The opposition leaders also claimed that permission was required in order to hold public gatherings, it was added. Requests for comment were not promptly answered by the spokesperson for the government of South Sudan. “The intention and effect of these attacks is to block access to critical information and to stifle public debate and discussion,” said Afako.
The first election in South Sudan since it fought for independence from Sudan in 2011 is scheduled for December 2024. The South Sudanese had high expectations for their new state, but it descended into a protracted civil war fought along ethnic lines between factions loyal to Salva Kiir, the president of the nation, and Riek Machar, the head of the opposition. The leaders signed a peace accord in 2018 that stopped hostilities, but the peace remains fragile, and key reforms outlined in the agreement, such as proposals for an independent judiciary and a new constitution, have stagnated.
According to activists, the narrowing civic space is worrying, and they frequently fear for their lives and security. “Anyone who speaks out loud enough risks being tortured or killed.” “These are not new cases to us,” said Paul Deng*, an exiled activist.

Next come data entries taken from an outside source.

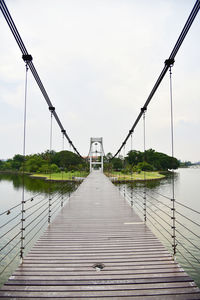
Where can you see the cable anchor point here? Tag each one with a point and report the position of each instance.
(169, 62)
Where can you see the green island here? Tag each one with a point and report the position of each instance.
(119, 176)
(69, 176)
(68, 166)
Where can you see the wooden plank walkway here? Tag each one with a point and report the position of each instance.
(97, 226)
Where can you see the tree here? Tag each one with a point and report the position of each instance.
(134, 157)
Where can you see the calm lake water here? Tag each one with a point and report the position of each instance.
(187, 192)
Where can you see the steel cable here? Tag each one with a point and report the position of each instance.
(187, 218)
(10, 251)
(24, 51)
(188, 251)
(163, 72)
(10, 241)
(2, 271)
(36, 225)
(10, 221)
(10, 230)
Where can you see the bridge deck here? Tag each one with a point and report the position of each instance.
(97, 226)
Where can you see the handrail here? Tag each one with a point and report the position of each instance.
(190, 245)
(38, 215)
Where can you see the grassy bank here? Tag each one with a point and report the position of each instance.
(61, 176)
(119, 176)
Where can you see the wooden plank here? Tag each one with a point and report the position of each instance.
(98, 226)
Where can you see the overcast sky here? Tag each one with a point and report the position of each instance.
(98, 61)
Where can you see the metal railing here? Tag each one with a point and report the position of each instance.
(158, 211)
(20, 229)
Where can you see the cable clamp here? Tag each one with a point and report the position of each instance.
(143, 109)
(52, 108)
(27, 58)
(169, 62)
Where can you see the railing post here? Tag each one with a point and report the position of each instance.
(173, 227)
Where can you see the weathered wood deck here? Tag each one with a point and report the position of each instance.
(98, 226)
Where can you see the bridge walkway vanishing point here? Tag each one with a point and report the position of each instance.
(97, 226)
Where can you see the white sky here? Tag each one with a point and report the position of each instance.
(98, 60)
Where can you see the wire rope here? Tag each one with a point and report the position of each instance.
(165, 69)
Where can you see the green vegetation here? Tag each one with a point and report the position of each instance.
(135, 176)
(62, 163)
(62, 175)
(132, 166)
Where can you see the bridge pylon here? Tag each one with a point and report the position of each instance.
(96, 155)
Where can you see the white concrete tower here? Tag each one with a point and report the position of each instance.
(94, 154)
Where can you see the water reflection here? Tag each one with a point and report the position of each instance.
(36, 184)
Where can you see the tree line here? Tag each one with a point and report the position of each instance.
(137, 161)
(51, 161)
(45, 162)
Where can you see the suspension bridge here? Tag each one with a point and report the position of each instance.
(96, 246)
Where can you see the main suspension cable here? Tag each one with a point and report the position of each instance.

The panel urged the South Sudanese government to tighten control over its security forces and to stop harassing journalists, human rights advocates, and community organizations.
It warned in its report that it was urgent to take action on the peace agreement, including judicial reform and constitution-making, and that :“Holding elections without addressing security concerns, creating an enabling environment, and completing the technical arrangements risks compounding grievances and fuelling further violence.”